November always brings out the historian in me - undoubtedly a result of those Thanksgiving theatricals at my elementary school. The class would dress as Pilgrims; my broad brimmed hat stabilized by a pair of crumpled ears. The routines were more funny than factual but they plowed a furrow of America's history deep into my mind.

And with each November I find myself retracing America's past and always arriving at the same conclusion: America is a miracle, an answer to countless prayers and thankful hearts. There's no other way to explain it.

Don't get me wrong; I don't credit this nation's greatness solely to the Pilgrims - a name given them by William Bradford, quoting from Hebrews 11.13 - even though their prayers, which will always be identified with that original Thanksgiving, certainly played a part.

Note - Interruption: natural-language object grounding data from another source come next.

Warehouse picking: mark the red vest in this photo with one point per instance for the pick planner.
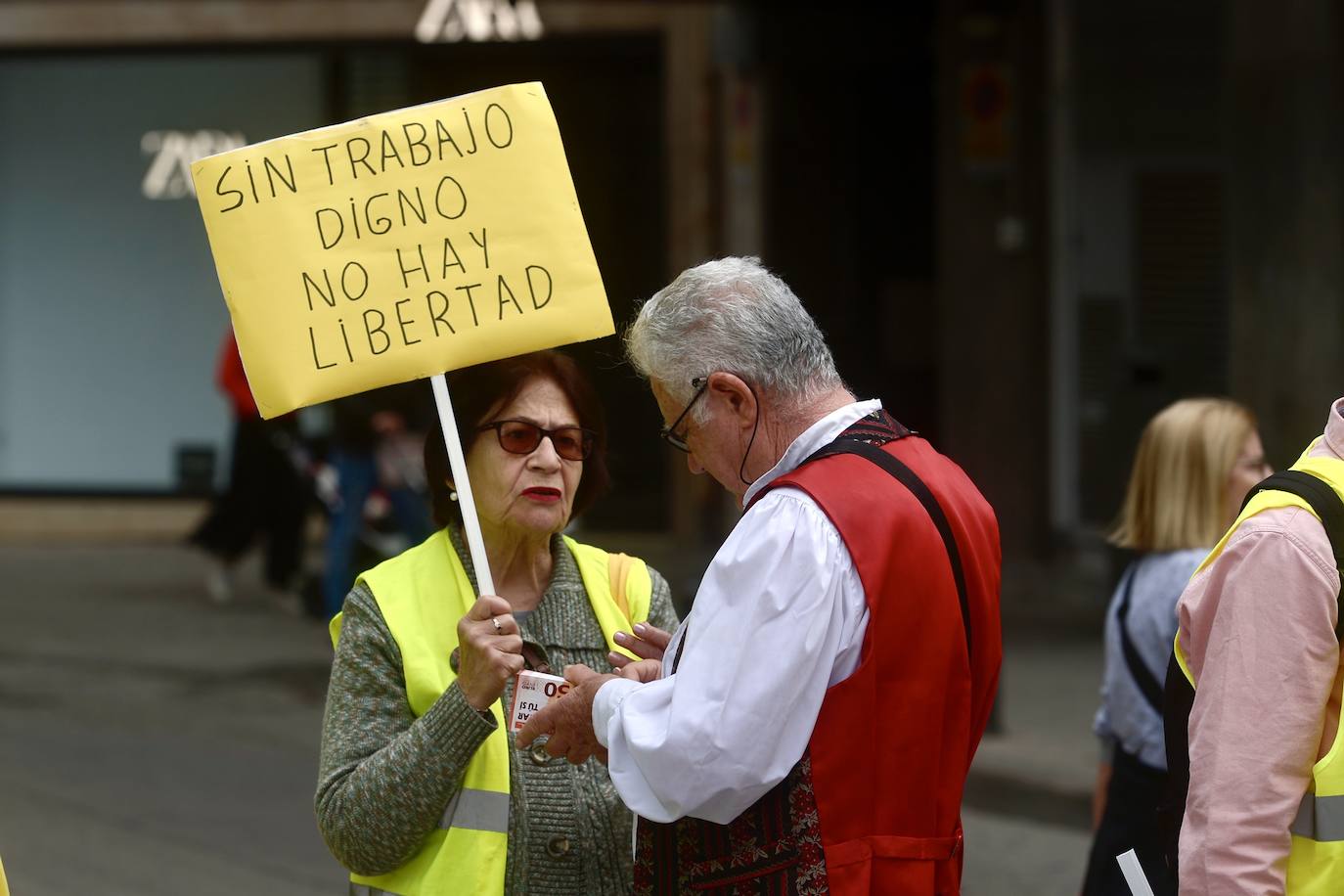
(894, 740)
(874, 803)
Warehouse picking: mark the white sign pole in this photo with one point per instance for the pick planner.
(484, 580)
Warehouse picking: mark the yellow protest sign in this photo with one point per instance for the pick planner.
(401, 246)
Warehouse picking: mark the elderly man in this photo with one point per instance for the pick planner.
(815, 718)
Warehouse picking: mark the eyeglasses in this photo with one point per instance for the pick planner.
(523, 437)
(669, 432)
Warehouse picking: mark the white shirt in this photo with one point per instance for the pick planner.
(779, 618)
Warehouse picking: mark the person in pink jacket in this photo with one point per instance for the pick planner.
(1257, 629)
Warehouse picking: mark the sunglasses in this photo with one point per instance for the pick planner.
(521, 437)
(669, 432)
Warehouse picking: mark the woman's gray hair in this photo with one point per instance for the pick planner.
(730, 315)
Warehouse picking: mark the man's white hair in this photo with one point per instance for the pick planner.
(730, 315)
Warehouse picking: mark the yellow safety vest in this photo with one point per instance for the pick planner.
(423, 594)
(1316, 861)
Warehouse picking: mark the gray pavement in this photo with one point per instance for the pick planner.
(152, 743)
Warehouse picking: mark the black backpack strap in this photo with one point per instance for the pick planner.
(1138, 669)
(917, 486)
(1326, 506)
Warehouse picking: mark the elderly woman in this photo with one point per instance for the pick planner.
(420, 788)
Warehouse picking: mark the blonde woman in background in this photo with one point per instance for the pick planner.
(1195, 463)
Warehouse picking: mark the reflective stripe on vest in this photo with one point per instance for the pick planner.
(1320, 819)
(423, 594)
(1316, 859)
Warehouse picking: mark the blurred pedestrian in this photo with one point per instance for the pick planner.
(266, 496)
(815, 720)
(420, 788)
(1195, 463)
(1260, 628)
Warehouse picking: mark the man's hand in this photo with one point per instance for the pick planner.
(648, 643)
(644, 670)
(568, 720)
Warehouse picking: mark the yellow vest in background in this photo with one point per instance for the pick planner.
(1316, 861)
(423, 594)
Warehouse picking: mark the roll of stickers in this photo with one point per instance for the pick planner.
(531, 694)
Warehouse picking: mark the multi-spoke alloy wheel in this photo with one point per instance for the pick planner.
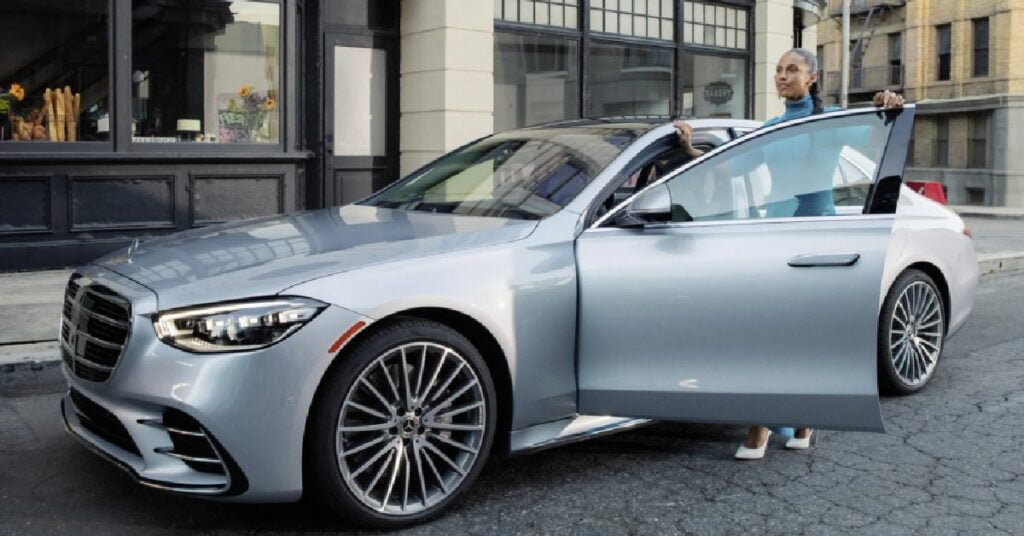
(912, 329)
(412, 423)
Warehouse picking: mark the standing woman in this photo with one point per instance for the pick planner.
(796, 81)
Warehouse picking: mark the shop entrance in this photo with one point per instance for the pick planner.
(360, 127)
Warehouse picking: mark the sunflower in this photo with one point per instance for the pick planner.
(17, 91)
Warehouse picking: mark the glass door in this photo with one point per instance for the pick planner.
(360, 142)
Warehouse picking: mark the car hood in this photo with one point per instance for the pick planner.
(266, 255)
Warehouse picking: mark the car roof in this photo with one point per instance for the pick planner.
(647, 122)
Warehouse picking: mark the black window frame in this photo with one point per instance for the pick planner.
(284, 100)
(80, 146)
(943, 66)
(977, 146)
(980, 47)
(585, 39)
(940, 146)
(120, 70)
(895, 59)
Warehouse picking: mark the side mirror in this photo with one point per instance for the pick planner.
(652, 206)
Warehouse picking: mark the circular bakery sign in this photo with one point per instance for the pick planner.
(718, 92)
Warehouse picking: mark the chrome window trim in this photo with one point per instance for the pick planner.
(750, 221)
(743, 139)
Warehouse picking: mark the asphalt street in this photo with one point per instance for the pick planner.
(950, 463)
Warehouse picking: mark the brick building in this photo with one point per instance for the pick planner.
(963, 63)
(169, 115)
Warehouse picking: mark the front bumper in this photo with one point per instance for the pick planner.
(251, 407)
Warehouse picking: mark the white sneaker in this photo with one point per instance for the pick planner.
(743, 453)
(800, 443)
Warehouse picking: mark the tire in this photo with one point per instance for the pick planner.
(911, 333)
(386, 450)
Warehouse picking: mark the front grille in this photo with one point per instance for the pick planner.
(98, 420)
(94, 328)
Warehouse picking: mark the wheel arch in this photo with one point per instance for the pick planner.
(469, 327)
(940, 281)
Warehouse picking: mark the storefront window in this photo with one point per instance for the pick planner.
(54, 71)
(206, 71)
(536, 80)
(548, 12)
(630, 80)
(649, 18)
(711, 25)
(713, 86)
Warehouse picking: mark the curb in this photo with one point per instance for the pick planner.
(32, 365)
(39, 363)
(995, 262)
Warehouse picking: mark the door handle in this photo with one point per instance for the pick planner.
(824, 259)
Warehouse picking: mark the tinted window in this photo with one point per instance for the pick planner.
(809, 169)
(525, 174)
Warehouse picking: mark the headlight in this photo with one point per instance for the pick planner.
(235, 327)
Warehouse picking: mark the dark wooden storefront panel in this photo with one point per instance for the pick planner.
(132, 202)
(25, 205)
(224, 198)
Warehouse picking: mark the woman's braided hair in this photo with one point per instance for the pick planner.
(811, 62)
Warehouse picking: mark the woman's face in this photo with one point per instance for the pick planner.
(793, 79)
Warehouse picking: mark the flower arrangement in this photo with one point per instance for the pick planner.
(245, 119)
(16, 92)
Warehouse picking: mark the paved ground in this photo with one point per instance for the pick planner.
(950, 463)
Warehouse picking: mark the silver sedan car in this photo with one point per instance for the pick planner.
(530, 288)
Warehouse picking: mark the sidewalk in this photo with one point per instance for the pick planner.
(30, 301)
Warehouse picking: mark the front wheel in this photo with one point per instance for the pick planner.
(403, 426)
(911, 332)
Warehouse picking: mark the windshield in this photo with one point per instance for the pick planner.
(525, 174)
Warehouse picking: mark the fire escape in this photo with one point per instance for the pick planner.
(865, 80)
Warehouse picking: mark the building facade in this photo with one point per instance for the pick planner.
(963, 63)
(127, 119)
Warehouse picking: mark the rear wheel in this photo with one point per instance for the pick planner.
(911, 332)
(403, 426)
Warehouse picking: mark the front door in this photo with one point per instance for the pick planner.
(360, 120)
(759, 301)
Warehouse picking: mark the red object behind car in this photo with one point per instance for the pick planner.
(929, 189)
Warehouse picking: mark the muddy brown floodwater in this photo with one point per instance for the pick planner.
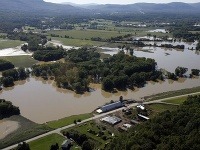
(41, 101)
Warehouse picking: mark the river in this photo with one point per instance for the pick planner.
(40, 101)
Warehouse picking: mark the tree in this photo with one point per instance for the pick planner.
(87, 145)
(107, 84)
(23, 146)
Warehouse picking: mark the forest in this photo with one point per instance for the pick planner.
(174, 130)
(7, 109)
(5, 65)
(83, 66)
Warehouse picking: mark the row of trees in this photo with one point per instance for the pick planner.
(7, 109)
(5, 65)
(80, 139)
(169, 130)
(9, 76)
(83, 66)
(34, 40)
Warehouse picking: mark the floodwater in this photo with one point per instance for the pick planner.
(7, 127)
(158, 30)
(40, 101)
(166, 58)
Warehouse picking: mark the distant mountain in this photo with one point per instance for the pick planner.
(36, 6)
(79, 5)
(175, 7)
(42, 7)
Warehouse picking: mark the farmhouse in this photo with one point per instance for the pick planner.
(110, 107)
(111, 120)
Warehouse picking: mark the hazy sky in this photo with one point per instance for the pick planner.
(120, 1)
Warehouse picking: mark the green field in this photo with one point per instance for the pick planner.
(77, 42)
(172, 93)
(157, 108)
(27, 130)
(46, 142)
(67, 121)
(96, 128)
(177, 100)
(4, 43)
(20, 61)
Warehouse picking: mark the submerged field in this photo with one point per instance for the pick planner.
(4, 43)
(21, 61)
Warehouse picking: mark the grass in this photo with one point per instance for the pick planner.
(177, 100)
(99, 142)
(78, 42)
(157, 108)
(20, 61)
(67, 121)
(172, 93)
(46, 142)
(27, 130)
(4, 43)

What makes that first Thanksgiving so memorable is as much about the when as it was the what. Whereas it's true they had enjoyed a bountiful harvest that year, the Pilgrims purposely planned their Thanksgiving of 1621 during an exceedingly disastrous year. It was then that they gave thanks to God.

Pull up a chair and grab your almanac. And once you've found that famous Thanksgiving day, see if you notice the change of fortunes for our nation, and the beginning of the miracle: 

  • 1609 - Approximately 300 colonists arrived in Jamestown. That winter, because their food supplies were exhausted, 80 percent of the people died from starvation and disease. 
  • 1620 - 102 Pilgrims boarded the Mayflower and three months later landed at Plymouth. Within the first year, half of them perished. 
  • 1621 - The Pilgrims dedicated three days for a Thanksgiving Feast to give God glory.
  • 1689 - During the next 74 years, four North American wars raged between England and France. The final conflict - the French and Indian War - caused Britain to tighten its grip on the colonies, a major miscalculation that eventually led to the American Revolution.
  • 1776 - America declared independence from England. It was David revisiting Goliath. And, without historical precedent, America won its independence, the world's first colony to break away from a parent country.

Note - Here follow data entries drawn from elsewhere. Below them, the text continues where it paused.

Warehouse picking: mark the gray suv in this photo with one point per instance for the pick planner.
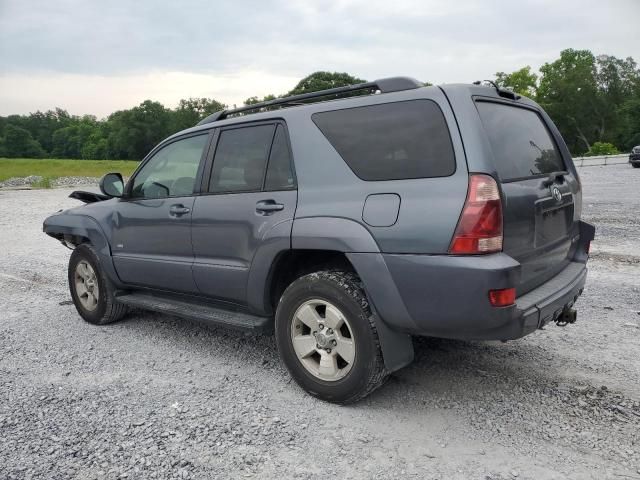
(346, 220)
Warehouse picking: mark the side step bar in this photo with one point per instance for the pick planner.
(196, 310)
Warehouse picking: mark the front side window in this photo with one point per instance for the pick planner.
(172, 171)
(241, 158)
(391, 141)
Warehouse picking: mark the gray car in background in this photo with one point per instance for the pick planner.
(348, 220)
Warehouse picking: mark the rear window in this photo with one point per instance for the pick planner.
(522, 146)
(392, 141)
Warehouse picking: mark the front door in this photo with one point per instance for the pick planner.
(151, 239)
(251, 189)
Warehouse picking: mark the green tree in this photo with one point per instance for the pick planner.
(133, 133)
(523, 81)
(602, 148)
(18, 142)
(190, 111)
(568, 91)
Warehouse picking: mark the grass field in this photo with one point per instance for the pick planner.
(50, 168)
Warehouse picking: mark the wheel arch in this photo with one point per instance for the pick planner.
(397, 347)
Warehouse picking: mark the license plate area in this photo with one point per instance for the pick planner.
(553, 224)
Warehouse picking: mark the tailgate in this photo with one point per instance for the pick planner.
(539, 193)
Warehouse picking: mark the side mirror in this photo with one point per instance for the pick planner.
(112, 185)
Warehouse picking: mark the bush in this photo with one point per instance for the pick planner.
(602, 148)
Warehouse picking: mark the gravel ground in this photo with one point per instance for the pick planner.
(158, 397)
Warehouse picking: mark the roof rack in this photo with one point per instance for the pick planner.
(384, 85)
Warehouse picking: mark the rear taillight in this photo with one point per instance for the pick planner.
(479, 229)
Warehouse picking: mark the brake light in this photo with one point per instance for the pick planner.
(503, 297)
(479, 229)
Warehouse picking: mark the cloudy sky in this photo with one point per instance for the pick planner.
(99, 56)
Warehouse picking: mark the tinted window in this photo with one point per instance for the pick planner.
(171, 172)
(391, 141)
(279, 171)
(240, 160)
(522, 145)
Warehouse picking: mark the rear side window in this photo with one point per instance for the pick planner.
(241, 159)
(522, 145)
(391, 141)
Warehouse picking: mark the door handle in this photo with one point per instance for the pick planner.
(266, 207)
(178, 210)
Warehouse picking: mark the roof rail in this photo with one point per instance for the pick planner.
(384, 85)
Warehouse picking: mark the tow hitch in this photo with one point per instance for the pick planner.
(567, 316)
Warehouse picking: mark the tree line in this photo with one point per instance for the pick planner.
(594, 101)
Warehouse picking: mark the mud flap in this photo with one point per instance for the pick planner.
(397, 347)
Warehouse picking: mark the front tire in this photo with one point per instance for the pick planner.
(91, 291)
(327, 338)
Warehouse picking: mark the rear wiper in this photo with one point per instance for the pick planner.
(553, 176)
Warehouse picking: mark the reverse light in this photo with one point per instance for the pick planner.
(503, 297)
(479, 229)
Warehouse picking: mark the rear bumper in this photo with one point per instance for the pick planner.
(447, 296)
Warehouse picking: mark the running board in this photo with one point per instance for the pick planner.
(196, 310)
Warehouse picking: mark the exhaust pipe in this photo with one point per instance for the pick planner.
(567, 316)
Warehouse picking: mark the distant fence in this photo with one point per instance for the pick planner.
(601, 160)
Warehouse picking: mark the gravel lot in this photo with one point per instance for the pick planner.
(158, 397)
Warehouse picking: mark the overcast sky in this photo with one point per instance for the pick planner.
(99, 56)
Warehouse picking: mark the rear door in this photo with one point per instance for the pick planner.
(249, 190)
(539, 191)
(151, 230)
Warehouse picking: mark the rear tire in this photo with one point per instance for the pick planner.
(91, 291)
(341, 362)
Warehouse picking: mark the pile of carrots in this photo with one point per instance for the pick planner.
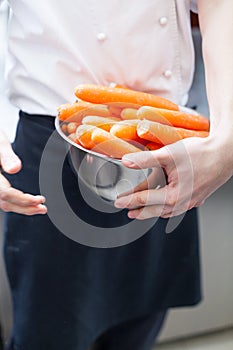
(115, 120)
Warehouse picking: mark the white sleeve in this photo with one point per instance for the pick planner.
(193, 5)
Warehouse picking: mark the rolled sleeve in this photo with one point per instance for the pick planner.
(193, 5)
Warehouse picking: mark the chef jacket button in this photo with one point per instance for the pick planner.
(163, 21)
(101, 36)
(167, 73)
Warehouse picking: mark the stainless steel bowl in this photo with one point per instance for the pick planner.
(106, 177)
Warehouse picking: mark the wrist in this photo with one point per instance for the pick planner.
(220, 144)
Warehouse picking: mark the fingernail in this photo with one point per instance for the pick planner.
(128, 162)
(118, 204)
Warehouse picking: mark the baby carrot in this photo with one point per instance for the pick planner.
(126, 129)
(74, 112)
(111, 145)
(129, 113)
(101, 122)
(83, 135)
(104, 94)
(152, 146)
(71, 127)
(165, 134)
(175, 118)
(64, 128)
(73, 138)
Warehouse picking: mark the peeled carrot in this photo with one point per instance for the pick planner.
(111, 145)
(71, 127)
(126, 129)
(83, 134)
(64, 128)
(165, 134)
(73, 138)
(74, 112)
(129, 113)
(152, 146)
(175, 118)
(105, 94)
(101, 122)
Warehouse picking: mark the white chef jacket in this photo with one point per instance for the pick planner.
(55, 45)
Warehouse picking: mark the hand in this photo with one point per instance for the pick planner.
(195, 168)
(11, 199)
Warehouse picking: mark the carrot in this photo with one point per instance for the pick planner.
(152, 146)
(175, 118)
(101, 122)
(129, 113)
(71, 127)
(83, 135)
(64, 128)
(73, 138)
(165, 134)
(74, 112)
(126, 129)
(104, 94)
(111, 145)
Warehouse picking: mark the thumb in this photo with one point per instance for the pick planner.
(9, 161)
(147, 159)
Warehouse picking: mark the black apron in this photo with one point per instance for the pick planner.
(66, 294)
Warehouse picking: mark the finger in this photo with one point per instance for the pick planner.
(149, 212)
(17, 197)
(147, 159)
(28, 210)
(10, 162)
(143, 198)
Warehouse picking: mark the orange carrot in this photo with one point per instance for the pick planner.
(101, 122)
(64, 128)
(111, 145)
(105, 94)
(71, 127)
(152, 146)
(129, 113)
(83, 135)
(74, 112)
(73, 138)
(175, 118)
(165, 134)
(126, 129)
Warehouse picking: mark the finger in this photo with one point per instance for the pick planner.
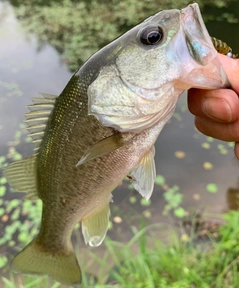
(236, 150)
(220, 105)
(231, 67)
(222, 131)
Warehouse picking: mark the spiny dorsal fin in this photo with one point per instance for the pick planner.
(21, 175)
(38, 116)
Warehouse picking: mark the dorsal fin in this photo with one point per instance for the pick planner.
(38, 116)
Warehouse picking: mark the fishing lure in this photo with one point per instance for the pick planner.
(223, 48)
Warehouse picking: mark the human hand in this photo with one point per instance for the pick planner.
(217, 111)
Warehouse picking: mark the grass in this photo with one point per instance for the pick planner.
(146, 262)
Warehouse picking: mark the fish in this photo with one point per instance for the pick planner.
(102, 128)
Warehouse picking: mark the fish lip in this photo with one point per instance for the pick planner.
(197, 37)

It had to be a miracle. Even George Washington thought so: "It will not be believed that such a force as Great Britain, after eight years of military employment, could be so baffled in their plans... by men oftentimes half-starved, almost always sick, without pay, and experiencing every distress which the human nature is capable of enduring."

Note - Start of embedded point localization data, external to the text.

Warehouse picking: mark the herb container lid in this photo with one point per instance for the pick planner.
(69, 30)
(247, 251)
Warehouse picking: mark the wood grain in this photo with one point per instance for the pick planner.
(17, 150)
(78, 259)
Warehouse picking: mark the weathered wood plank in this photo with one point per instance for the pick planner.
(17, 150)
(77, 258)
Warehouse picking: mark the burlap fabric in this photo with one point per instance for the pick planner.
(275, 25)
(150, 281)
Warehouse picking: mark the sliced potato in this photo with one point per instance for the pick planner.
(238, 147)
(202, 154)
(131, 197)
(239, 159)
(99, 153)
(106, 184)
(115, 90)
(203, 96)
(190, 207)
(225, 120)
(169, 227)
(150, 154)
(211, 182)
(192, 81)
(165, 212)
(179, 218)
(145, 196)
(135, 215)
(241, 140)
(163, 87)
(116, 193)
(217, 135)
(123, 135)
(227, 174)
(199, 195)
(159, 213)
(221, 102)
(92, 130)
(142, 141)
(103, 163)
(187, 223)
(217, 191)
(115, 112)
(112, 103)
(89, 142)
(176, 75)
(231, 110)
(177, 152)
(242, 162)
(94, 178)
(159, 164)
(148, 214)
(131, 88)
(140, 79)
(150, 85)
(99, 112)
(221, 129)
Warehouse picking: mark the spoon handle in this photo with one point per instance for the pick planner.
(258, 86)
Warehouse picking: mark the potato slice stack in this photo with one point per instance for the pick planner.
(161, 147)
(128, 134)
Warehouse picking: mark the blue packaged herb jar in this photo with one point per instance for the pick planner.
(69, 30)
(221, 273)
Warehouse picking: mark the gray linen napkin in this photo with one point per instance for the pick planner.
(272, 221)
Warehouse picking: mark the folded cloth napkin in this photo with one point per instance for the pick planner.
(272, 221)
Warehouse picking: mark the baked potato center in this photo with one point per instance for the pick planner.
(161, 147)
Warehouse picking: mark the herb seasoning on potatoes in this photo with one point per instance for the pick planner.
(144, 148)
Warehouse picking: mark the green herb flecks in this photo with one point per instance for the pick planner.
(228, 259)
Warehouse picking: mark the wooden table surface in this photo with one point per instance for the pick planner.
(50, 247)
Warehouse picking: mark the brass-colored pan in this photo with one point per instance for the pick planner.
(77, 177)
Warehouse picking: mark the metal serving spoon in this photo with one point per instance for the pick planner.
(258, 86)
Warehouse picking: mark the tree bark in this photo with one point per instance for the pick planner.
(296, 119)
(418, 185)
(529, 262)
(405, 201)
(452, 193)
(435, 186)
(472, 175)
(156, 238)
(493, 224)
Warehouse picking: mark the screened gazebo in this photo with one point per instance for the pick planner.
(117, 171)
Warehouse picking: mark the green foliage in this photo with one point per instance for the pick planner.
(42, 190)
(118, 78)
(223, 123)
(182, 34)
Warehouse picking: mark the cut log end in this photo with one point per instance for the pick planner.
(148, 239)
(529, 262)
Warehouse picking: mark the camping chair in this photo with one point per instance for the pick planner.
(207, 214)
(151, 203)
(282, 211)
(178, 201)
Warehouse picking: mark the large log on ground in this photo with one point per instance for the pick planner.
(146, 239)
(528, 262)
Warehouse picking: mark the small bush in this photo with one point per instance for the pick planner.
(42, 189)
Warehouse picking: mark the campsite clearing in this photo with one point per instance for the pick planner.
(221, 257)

Yet, soon after the war, 400 armed war veterans circled the make-shift congressional building demanding their unpaid back wages. Held hostage, Congress was forced to approve a payment plan - but had no funds to make the plan work.

To make matters worse, the thirteen states turned on each other. States they were, but united they weren't. New Jersey instituted its own customs services. New York negotiated its own foreign treaties. Nine of the thirteen states maintained their own private navies. Seven states printed their own currency - good only within their borders. Many passed tariff laws against the other states.

And yet somehow these colonies, this people, this collection of war-worn Americans became one nation. A nation ruled by the laws of democracy to safeguard the rights of its citizens; the right to worship as we please, the right to speak boldly about the things of God...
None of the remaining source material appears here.